Текущая страница: 10 (всего у книги 34 страниц) [доступный отрывок для чтения: 11 страниц]

Шрифт:
- 100% +
ЭРНСТ ТЕОДОР АМАДЕЙ ГОФМАН

(1776–1822)

Гофман родился 24 января 1776 года в Кенигсберге (в то время – столице Восточной Пруссии; ныне – Калининград). По крещению он получил имя Эрнст Теодор Вильгельм. Кенигсберг был многонациональным городом, где жили немцы, поляки, русские, литовцы… В жилах писателя, помимо немецкой, текла польская и венгерская кровь.

В студенческие годы Гофман увлекался книгами Руссо, Стерна, Свифта, Гёте, Шиллера, брал уроки живописи у художника Земана, а у кантора и соборного органиста Христиана Подбельского – уроки игры на фортепиано и музыкальной теории (маэстро Абрагам Дисков в «Житейских воззрениях кота Мурра»). Родным домом для него стал не университет, а театр, где впервые он услышал оперу «Дон Жуан» Моцарта, восхищенно выучил ее наизусть и исполнял на фортепиано для своего друга Теодора Гиппеля (от этой дружбы осталась большая переписка). Музыка же стала причиной первого взрыва чувств (как и последующих) и бегства новоиспеченного судебного следователя из Кенигсберга.

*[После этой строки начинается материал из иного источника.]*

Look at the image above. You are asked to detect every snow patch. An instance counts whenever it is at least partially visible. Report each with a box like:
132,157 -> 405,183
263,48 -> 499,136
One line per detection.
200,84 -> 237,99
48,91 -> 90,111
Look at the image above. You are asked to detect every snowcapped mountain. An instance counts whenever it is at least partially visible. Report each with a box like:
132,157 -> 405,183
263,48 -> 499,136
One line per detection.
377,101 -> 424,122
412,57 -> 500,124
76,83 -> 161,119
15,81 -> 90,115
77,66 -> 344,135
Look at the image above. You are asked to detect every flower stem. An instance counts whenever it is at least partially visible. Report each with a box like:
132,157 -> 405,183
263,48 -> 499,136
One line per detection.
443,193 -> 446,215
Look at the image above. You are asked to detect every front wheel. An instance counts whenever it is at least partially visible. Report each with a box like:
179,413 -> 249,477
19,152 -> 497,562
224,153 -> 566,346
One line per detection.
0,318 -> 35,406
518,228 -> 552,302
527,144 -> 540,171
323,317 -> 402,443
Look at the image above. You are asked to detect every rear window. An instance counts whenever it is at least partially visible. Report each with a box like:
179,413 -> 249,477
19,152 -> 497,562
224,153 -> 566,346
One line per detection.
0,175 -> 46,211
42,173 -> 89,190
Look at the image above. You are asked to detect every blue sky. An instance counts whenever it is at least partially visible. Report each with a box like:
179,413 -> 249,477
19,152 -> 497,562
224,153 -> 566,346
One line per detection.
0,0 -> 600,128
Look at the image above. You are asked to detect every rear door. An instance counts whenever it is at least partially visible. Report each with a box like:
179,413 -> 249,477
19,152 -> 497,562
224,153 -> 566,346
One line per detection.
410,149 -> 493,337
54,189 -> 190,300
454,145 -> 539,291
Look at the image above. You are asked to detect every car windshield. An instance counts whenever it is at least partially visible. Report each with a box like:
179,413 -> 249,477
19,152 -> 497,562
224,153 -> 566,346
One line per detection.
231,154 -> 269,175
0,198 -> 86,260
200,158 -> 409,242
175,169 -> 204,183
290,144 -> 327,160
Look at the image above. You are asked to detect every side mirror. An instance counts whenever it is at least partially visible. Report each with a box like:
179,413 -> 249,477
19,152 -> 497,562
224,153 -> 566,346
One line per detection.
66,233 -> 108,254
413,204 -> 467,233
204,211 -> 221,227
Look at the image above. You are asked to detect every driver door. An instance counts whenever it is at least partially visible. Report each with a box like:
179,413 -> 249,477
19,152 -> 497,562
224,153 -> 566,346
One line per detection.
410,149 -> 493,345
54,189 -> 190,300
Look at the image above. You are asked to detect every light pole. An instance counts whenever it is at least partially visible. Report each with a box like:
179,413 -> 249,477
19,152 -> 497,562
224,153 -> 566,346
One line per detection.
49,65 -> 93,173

Студент Гофман давал уроки музыки тридцатилетней даме по имени Дора Хатт, связанной несчастливым браком с пожилым виноторговцем. Она, по словам Гиппеля, сама добилась благосклонности студента. Впрочем, студент не очень сопротивлялся, совсем скоро он стал называть свою окольцованную возлюбленную античным именем Кора (греческая богиня, похищенная Аидом, владьжой подземного царства мертвых, который заставил ее проглотить гранатовые зерна – символ неразрывности брака). Так что эта любовь с самого начала была настроена на высокую трагическую ноту (через много лет писатель воздвигнет ей нетленный памятник в новелле «Майорат»). Когда эта страсть обрела масштаб публичного скандала в Кенигсберге, на семейном совете было решено отправить Гофмана к дяде Иоганну Людвигу Дерферу, советнику Верховного суда в Глогау (Силезия). Это произошло в 1796 году.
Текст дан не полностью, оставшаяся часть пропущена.